Slovenia’s largest lender NLB announces IPO plans

Slovenia’s largest lender NLB announces IPO plans
NLB was nationalised in 2013.
By bne IntelliNews May 15, 2017

Slovenia’s nationalised Nova Ljubljanska Banka (NLB) has announced plans to proceed with an IPO of at least 50% of its existing ordinary shares on the Ljubljana Stock Exchange (LJSE). NLB also plans to list global depository receipts on the London Stock Exchange (LSE).

NLB was wholly nationalised as part of the Slovenian government’s bailout of several major banks in 2013, and its privatisation is required under Ljubljana’s commitments to the European Commission. 

The offering is expected to be completed by mid-June, according to the NLB’s press release posted on the website of the LJSE on May 15. 

Slovenia’s government, acting through holding company Slovenian Sovereign Holding (SSH), has also confirmed the plans for the IPO. 

Deutsche Bank’s London branch is acting as sole global coordinator, and together with J.P. Morgan Securities and UBS  as joint bookrunners. Wood & Company is acting as co-lead manager and Nova Ljubljanska banka d.d., Ljubljana as domestic co-lead manager, the lender said.

Slovenia had committed to sell 75% of the bank by the end of 2017 in a restructuring plan that served as a basis for the European Commission's approval of state aid to the bank in the 2013 bailout. Initially the government planned to reduce its 100% stake to 25% plus one share via an IPO in 2017. However, the European Commission endorsed, on May 11, a request from the Slovenian government for a more gradual sale of the bank: a 50% stake by the end of 2017 and a further 25% by end-2018.

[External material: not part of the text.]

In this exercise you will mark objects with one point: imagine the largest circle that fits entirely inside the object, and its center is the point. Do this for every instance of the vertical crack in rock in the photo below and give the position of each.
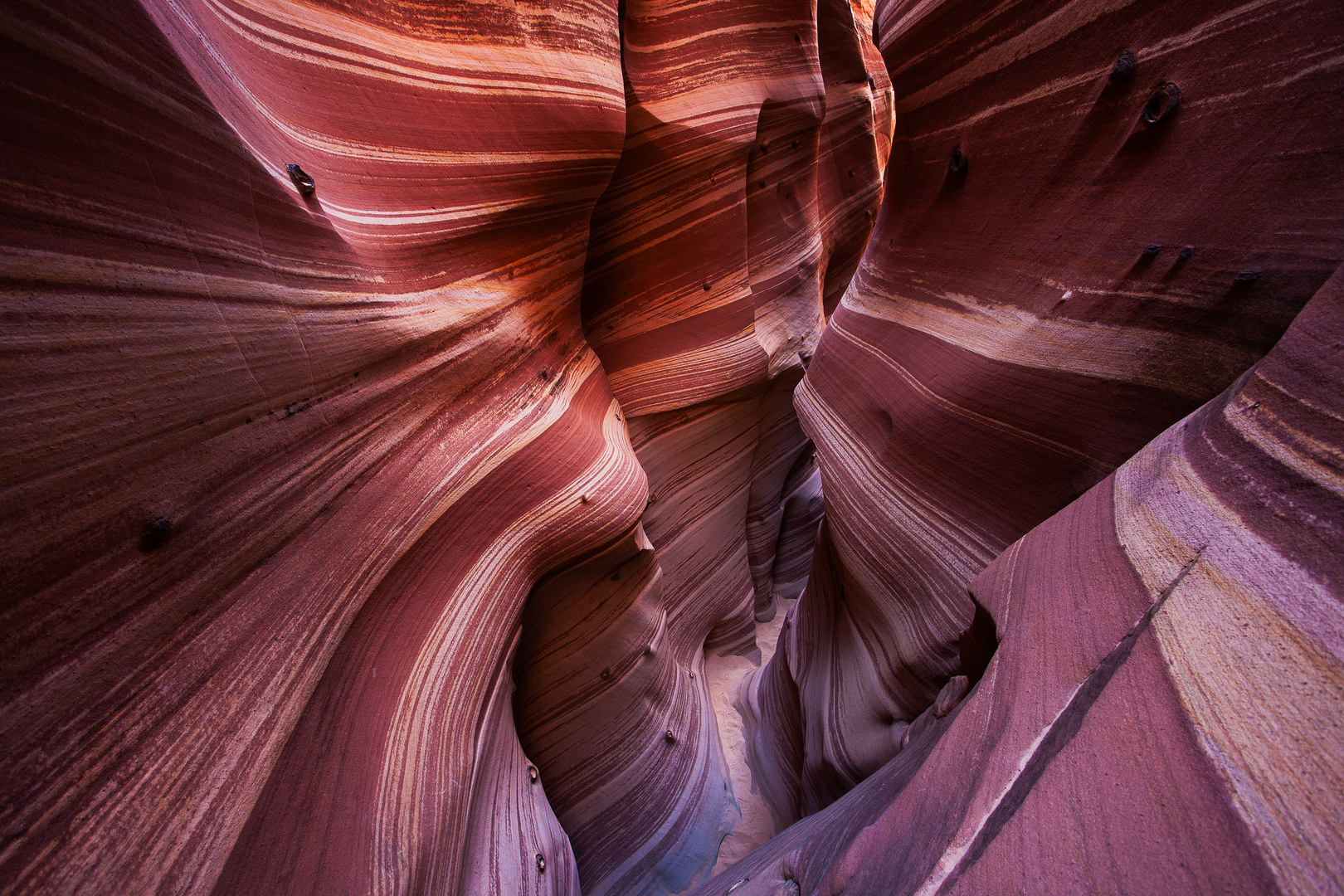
(1050, 743)
(364, 358)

Commenting on the IPO plans, Lidia Glavina, president of the management board of SSH, described the move as a “milestone in the state asset management strategy of the Republic of Slovenia”. 

“NLB has demonstrated significant progress in its business performance, through return to sustainable profitability and improving asset quality. We believe that the company is ready to enter a new period as a privatised company," Glavina said. 

Standard & Poor’s Global Ratings raised its long-term counterparty credit rating on NLB from BB- to BB on May 12. At the same time, S&P affirmed the short-term counterparty credit rating at B, while the bank’s outlook remained positive.

The rating agency said the action follows its review of the Slovenian banking sector and reflects the view of reduced economic risks and improved operating conditions for banks in the country. 

“In our view, the planned partial privatisation of NLB within 2017-2018 via an initial public offering is likely to bolster the bank's business position in the long term, but we don't anticipate a material impact on the bank's profile in the next two years,” S&P commented. 

However, even though the government is obliged to sell off NLB, the Slovenian public is still resistant. Many Slovenians are against the privatisation of state property and have opposed major privatisations such as that of retailer Mercator in the past. 

NLB is the largest banking and financial group in Slovenia with a 23.9% market share in loans to the non-banking sector and 25.3% in deposits from the non-banking sector as of December 31, 2016. 

As of March 31, NLB in Slovenia had 113 branches, five business centres for small business clients, five regional centres for mid-sized companies and two centres for large and institutional clients. NLB served over 695,000 active clients across its retail and corporate banking operations in Slovenia.

The NLB Group is the largest banking and financial group in selected markets in Southeast Europe with a focus on its core international markets of Macedonia, Bosnia & Herzegovina, Montenegro, Kosovo and Serbia.

NLB Group has recorded more than three consecutive profitable years since the fourth quarter of 2013 (when NLB was nationalised) while achieving a balance sheet deleveraging. Net profit reached €81.6mn in Q1, up €29.4mn compared to Q1 2016, the group announced on May 12.

Total assets decreased by €400mn between December 31, 2013 and March 31, 2017. During the same period, its non-performing loan (NPL) stock fell by more than €1.5bn.

The bank’s strong emphasis on restructuring was demonstrated in 2016, when it reduced NPLs by 31% or €597mn. The company sold a portfolio comprised of Slovenian retail and corporate NPLs, with gross book values of €104mn and €396mn respectively, to international investors, which resulted in a one-off reduction in NPLs of €233.3mn. 65.3% of its NPLs are currently being restructured. 

S&P said on May 12 that it expects further reduction of the NPL stock, reflecting the economic recovery in Slovenia, intensive workout efforts, repayments, and active market for NPL sales.